The lion's roaring began ringing in his head louder and louder, and he couldn't keep the owners from hearing it. They couldn't consider letting him go--he was far too good a foreman to lose--but they could become decidedly cold after so many of his tirades against unfair treatment of the men; no more "sport" or "Red," and the service clubs dropped his name from their rosters. But others were also aware of the roar. One noon the men came to the solitary stump where he was eating his lonely foreman's lunch--six of them, coming from the clearing down the slope where all the rest of the crew joked and horseplayed during sandwiches and Thermoses of coffee--to tell him that they, the crew, which was large enough to compose three-fourths of the local, had talked it over and were voting him president at the next meeting if he would consider taking the job. Evenwrite sat in mute, open-mouthed amazement for a long minute: voting him, a foreman, their foreman, to be their local's president? And then stood up and removed his company-issue hard hat, threw it to the ground, and announced with tears in his eyes that he would not only consider it but he was quitting his job as of right now!

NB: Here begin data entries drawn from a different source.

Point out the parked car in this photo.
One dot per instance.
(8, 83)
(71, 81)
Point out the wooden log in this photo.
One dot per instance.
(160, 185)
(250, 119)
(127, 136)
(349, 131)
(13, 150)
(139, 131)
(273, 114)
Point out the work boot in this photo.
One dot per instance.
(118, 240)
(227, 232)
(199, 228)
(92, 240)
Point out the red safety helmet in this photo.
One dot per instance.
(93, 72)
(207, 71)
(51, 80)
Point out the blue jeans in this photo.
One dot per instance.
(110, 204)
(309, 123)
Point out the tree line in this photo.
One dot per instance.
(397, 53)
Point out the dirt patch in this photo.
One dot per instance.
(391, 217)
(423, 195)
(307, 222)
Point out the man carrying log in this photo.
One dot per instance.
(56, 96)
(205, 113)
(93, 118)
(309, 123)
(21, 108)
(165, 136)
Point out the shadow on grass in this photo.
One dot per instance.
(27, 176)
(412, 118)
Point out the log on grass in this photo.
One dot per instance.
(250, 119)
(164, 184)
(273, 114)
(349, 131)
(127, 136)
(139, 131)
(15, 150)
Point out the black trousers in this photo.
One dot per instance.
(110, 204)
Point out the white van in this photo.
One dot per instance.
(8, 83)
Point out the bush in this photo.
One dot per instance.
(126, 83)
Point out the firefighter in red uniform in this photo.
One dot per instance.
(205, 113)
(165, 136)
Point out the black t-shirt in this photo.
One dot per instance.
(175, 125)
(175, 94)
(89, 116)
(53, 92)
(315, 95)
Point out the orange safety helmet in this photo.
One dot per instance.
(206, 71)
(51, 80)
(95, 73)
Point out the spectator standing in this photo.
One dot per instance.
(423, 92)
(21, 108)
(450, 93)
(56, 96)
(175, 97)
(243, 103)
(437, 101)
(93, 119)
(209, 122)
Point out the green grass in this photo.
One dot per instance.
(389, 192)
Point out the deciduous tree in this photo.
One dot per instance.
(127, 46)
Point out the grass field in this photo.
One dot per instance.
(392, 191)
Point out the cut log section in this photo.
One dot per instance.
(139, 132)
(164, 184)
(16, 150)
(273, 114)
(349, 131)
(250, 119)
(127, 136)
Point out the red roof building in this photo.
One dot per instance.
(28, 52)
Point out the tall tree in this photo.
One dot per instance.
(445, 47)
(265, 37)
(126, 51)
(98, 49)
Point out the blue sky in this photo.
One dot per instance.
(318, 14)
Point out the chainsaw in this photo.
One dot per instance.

"Quitting?" the owners had asked later at the mill. "I don't understand, Floyd; why quitting?"
"The men want me for local's president."
"Yes. I understand that. But that's no reason to chuck your job; that's no reason for quitting. . . ."
"All right then. Not quitting, if you don't like that word. Let's just say I'm leaving your side so's I can finally get started working for my own!"

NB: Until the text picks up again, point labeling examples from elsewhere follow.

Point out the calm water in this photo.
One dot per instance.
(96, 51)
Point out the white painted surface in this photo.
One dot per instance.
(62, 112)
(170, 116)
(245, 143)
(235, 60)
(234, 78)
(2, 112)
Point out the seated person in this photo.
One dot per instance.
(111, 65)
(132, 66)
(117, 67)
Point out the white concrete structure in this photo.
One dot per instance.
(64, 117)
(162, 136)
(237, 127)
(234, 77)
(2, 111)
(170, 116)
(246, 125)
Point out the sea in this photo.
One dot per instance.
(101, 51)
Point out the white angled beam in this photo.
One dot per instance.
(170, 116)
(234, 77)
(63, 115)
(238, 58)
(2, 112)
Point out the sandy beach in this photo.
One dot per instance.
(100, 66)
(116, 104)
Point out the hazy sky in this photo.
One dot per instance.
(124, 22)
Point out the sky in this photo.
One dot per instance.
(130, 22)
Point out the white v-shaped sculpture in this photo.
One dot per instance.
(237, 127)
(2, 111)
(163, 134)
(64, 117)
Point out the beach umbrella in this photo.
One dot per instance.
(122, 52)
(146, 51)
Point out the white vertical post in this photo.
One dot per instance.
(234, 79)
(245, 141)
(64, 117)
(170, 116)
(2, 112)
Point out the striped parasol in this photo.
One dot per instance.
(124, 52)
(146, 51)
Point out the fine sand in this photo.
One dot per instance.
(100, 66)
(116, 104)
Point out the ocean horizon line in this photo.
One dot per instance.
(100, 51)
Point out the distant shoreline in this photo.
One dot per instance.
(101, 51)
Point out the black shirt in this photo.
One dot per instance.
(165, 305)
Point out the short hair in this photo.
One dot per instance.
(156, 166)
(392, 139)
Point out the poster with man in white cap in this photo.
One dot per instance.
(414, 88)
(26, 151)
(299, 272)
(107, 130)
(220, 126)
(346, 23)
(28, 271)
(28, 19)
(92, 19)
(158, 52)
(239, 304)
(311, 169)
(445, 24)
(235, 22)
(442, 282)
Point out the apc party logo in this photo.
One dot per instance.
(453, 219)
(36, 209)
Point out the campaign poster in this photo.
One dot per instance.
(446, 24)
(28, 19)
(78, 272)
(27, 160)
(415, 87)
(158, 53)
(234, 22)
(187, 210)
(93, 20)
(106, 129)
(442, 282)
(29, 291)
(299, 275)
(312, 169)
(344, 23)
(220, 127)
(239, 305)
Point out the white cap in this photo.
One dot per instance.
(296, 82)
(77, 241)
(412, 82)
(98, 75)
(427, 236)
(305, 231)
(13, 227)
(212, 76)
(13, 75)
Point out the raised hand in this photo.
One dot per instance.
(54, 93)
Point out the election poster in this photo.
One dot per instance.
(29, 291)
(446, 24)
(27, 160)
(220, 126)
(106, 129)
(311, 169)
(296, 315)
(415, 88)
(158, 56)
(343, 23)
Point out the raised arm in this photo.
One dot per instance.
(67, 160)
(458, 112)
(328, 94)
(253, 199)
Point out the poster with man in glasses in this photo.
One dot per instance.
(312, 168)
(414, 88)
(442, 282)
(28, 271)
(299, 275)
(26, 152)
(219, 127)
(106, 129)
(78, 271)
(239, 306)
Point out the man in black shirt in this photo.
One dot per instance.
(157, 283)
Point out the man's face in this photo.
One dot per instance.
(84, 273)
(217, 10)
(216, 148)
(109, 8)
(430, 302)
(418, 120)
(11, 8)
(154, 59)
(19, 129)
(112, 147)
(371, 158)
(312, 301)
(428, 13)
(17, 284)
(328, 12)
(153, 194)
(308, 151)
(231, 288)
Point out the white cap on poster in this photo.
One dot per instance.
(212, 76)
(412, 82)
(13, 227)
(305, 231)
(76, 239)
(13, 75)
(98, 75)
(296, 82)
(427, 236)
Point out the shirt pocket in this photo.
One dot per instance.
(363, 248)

Even now, as he recalled the event, his eyes began to water. He'd never in his life been so proud. He'd gone to that first meeting with his head up and his shoulders back, figuring now, by god, now he was gonna show them, the ones who'd shot his grandfather dead for sticking up for his American rights, the ones who'd sandbagged the Wobblies into an ignoble back seat in the thirties, who'd forced his disillusioned father to a shameful life and a humiliating death, who'd put him--just a high-school kid!--behind the wheel of an overloaded truck long past the age of safety so's they could hell around in a new convertible every year off the money his risks had made them! The ones who thought they were better, the Big-Asses . . . goddam if he wouldn't show them!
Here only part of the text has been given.